Türkiye hem içinde bulunduğu şartlar, dış politikada yakalamış olduğu çok boyutlu dış politika Meclisimizi dış politikada aktif hale getirmeyi zorunlu kılıyor.
Meclis’imizin gündeminde kendi içimizdeki gündemler yani milletimizin yasal çalışmaları dışında uluslararası alandaki gelişmeleri takip etmek Meclis’imizin gündeminde olacaktır.
''TBMM OLARAK TAVRIMIZI HER ZAMAN ORTAYA KOYACAĞIZ''
İklim krizlerini, gıda krizlerini, enerji krizlerini yakınen takip ederek gerekli adımlarımızı atacak, gerekli tedbirlerimizi alacağız. TBMM olarak tavrımızı her zaman ortaya koyacağız. Başta Avrupa kıtası olmak üzere yabancı düşmanlığı, göçmen karşıtlığı, İslamofobi karşısında Meclis olarak üzerimize düşen sorumlulukları yerine getireceğiz.

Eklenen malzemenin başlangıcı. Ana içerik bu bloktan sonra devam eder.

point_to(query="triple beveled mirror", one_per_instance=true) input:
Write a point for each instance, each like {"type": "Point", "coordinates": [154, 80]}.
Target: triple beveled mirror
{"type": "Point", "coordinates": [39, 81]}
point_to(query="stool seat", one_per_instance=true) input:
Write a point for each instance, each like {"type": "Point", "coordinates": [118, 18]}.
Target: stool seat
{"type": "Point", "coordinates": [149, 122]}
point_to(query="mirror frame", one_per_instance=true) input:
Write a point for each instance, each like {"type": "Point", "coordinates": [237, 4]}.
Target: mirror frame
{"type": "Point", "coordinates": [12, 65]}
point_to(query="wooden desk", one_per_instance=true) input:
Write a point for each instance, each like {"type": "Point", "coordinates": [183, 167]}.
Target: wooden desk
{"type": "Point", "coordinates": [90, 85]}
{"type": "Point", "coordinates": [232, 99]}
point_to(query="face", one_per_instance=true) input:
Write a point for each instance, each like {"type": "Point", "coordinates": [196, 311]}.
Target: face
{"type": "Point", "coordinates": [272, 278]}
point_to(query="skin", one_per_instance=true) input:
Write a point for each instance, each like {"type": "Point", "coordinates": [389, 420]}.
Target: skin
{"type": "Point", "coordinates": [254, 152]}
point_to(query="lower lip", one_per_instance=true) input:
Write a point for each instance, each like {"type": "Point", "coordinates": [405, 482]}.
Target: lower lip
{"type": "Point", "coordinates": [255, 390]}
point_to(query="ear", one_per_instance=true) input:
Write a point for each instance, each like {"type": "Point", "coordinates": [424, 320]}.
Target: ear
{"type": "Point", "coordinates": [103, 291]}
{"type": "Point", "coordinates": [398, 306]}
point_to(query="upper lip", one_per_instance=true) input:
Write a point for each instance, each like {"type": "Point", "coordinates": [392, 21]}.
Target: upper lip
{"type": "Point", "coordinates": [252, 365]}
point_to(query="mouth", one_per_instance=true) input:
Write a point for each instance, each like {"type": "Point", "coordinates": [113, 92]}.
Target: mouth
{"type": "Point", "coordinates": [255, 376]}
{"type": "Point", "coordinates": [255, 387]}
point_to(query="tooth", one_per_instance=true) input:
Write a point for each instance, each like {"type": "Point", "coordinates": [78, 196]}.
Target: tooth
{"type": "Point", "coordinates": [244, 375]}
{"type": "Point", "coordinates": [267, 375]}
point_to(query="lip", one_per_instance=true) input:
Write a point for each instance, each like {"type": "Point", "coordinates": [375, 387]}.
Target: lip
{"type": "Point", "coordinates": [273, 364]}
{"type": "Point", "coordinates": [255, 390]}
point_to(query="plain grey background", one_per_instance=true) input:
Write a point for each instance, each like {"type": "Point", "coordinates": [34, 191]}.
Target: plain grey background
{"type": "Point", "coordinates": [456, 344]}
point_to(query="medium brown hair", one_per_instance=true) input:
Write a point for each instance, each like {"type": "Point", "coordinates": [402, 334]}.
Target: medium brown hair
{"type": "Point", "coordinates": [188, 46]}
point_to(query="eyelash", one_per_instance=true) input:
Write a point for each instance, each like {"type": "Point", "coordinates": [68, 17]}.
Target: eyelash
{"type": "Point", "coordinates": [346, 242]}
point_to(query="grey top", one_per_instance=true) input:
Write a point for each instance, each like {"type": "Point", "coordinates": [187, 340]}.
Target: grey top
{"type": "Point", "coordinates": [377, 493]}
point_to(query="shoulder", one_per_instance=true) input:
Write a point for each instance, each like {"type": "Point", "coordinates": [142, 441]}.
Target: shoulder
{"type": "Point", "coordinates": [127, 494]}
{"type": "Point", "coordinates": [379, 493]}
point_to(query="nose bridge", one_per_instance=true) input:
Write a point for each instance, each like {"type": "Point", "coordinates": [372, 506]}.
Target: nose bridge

Avrupa kıtasında bazı ülkelerin İslam karşıtı propagandaya zemin hazırlamaları, faşist, ırkçı siyasetçi müsvettesi eylemi olmaktan çıkarak polis gözetiminde Kur'an'ı Kerim’in yakılması asla müsamaha göstereceğimiz bir husus değildir.
TBMM olarak Avrupa’nın siyaset yapıcı merkezlerine tavsiyemiz şudur: Bazı ülkelerde gelişen, siyaset tarafından destek gören İslam karşıtı eylemlerin bir an evvel sonlandırılması TBMM’nin, Türk milletinin en temel beklentilerinden birisidir.
Ayrıca şu tavsiyeyi de dost hane bir şekilde Avrupa’daki siyasetçilere yapmak isterim. Sadece Kuran’ı Kerim’in yakılması ile Müslümanların kutsallarına hakaret değil, çok daha ağır bir siyaset sonucunu doğuran çirkin gelişmedir. Bu faşist saldırılara karşı Avrupa siyaseti seyirci kalırsa, Avrupa’nın ana eksen siyaset damarları zehirlenecek. Avrupa’nın demokrasisini işleten damarları köreltecektir. TBMM üzerine düşen bütün sorumluluğu yerine getirecek, gerekli uyarıları ilgililere yapacaktır.